Pharmacogenomics (PGx) is the science of understanding the influence of a person’s genome (i.e., their complete set of DNA and genes) on drug treatment outcomes. PGx testing can help providers treat patients precisely by predicting drug response and informing appropriate prescribing. These tests fall under the umbrella of precision medicine, which uses multiple data sources to treat patients effectively and proactively. Scientists and researchers have discovered that patients metabolize certain drugs differently, in large part due to genetic variations. PGx helps providers prescribe targeted medications that improve outcomes by understanding a patient’s gene-drug interactions.

Pharmacogenomics can help pharmaceutical companies develop drugs more efficiently, providers better target patients who would benefit from a given therapy, and patients better understand their risk for and avoid adverse drug reactions.

The push towards pharmacogenomics is particularly important right now because it holds the promise of contributing to smart drug development. By studying a drug only in people likely to benefit from it, drug companies might be able to speed up the drug’s development and maximize its therapeutic benefit. This would allow some individuals to receive potentially lifesaving medicines that might otherwise have difficulty gaining approval because of the risk they pose for other patients. Pharmacogenomics can play a major role in developing new therapeutics for rare diseases that would fall under the ultra high-cost drug umbrella.

Areas of disruption

Care delivery

PGx can disrupt the way physicians prescribe drugs by introducing another round of lab testing between diagnosis and prescribing. However, this enables clinicians to tailor care to what is most likely to work for individuals, reducing adverse drug reactions, trial-and-error prescribing patterns, and avoidable costs in disease management.

There are also workforce implications when implementing pharmacogenomics. Because genetic testing requires an addition of another round of testing to be managed by the care team, this may pose both a staffing and administrative burden.

Cost/payment models

Pharmacogenomics isn’t applicable to all marketed drugs, and thus will need to undergo rigorous evaluation to justify costs. This will need to be on a case-by-case basis so that payers are able to justify investing resources in research and development of pharmacogenomics and make reimbursement decisions based on the evidence.

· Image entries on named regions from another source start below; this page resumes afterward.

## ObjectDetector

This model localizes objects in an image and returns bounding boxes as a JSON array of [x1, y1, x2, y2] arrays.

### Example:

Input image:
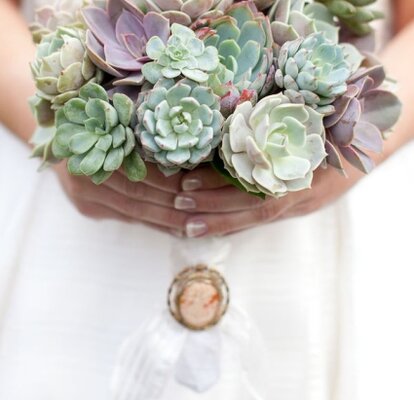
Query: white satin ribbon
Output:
[[111, 238, 268, 400]]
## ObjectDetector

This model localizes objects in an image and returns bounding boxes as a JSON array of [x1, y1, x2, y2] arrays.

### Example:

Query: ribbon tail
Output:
[[111, 312, 187, 400]]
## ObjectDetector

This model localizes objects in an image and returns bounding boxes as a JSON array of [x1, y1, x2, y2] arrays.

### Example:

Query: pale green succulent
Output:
[[275, 32, 363, 114], [316, 0, 384, 36], [52, 83, 146, 184], [136, 79, 223, 174], [140, 0, 233, 26], [220, 93, 326, 197], [267, 0, 339, 50], [199, 2, 274, 115], [31, 28, 103, 126], [142, 24, 219, 83], [29, 0, 95, 43]]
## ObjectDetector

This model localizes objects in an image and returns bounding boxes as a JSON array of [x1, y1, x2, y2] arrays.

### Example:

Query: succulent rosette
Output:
[[220, 93, 326, 197], [52, 83, 146, 184], [82, 0, 170, 85], [275, 32, 362, 114], [26, 0, 401, 193], [136, 79, 223, 174], [31, 27, 102, 126], [142, 24, 219, 84], [325, 61, 401, 173], [30, 0, 84, 43], [143, 0, 233, 25], [199, 1, 274, 115], [268, 0, 339, 49], [316, 0, 384, 36]]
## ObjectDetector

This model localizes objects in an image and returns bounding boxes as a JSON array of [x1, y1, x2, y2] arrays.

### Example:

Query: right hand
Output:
[[54, 162, 188, 236]]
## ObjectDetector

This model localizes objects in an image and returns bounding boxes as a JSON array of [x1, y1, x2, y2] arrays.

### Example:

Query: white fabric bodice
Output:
[[0, 0, 394, 400]]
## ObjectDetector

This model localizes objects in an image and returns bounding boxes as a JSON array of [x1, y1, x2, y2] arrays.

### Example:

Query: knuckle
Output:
[[163, 209, 187, 229], [66, 176, 83, 197], [74, 201, 93, 217], [256, 201, 277, 222], [124, 179, 144, 199], [209, 217, 232, 235], [125, 200, 143, 220]]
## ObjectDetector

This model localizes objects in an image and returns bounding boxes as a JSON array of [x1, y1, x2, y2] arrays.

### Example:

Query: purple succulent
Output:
[[324, 60, 401, 173], [82, 0, 170, 85]]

Although reimbursement is an evolving landscape for PGx, it is most commonly accepted for specific therapeutic areas- care in oncology, CV, and mental health where cost-effective evidence is most abundant. There will be difficulty in developing payment models for pharmacogenomic based therapies in therapeutic areas outside of these.

Additionally, genetic testing is expensive, and plans are still figuring out when paying for these tests is worthwhile.

Clinical evidence

Currently, coverage can vary greatly and depends mostly on drug-gene evidence. The large amounts of genomic data that is collected will need more rigorous review, standardization, and protocols in place for every step in the process, from data collection to processing, analysis, and interpretation. This can place challenges on workforce shortages, burnout, and more.

Another challenge is that although pharmacogenomics holds the promise to enhance patient care by enabling treatments tailored to genetic make-up and lowering risk of serious adverse events, the evidence is still new and clinicians may not fully understand the ripple effects of looking into a patient’s genome. Rates of genomic literacy among should be improved upon, so that there isn’t a widening gap in knowledge when translating this to the patient.

A note on health equity

PGx has the potential to support health equity efforts if there is adequate representation in clinical trial data and evidence.

However, some new therapies or tests may be taken up less quickly and in lower numbers in more underserved and minority populations due to barriers in access, availability, ability to pay privately, and lack of understanding of healthcare information. This may result in studying drugs in groups on specific populations, as a result, frustrate health equity efforts.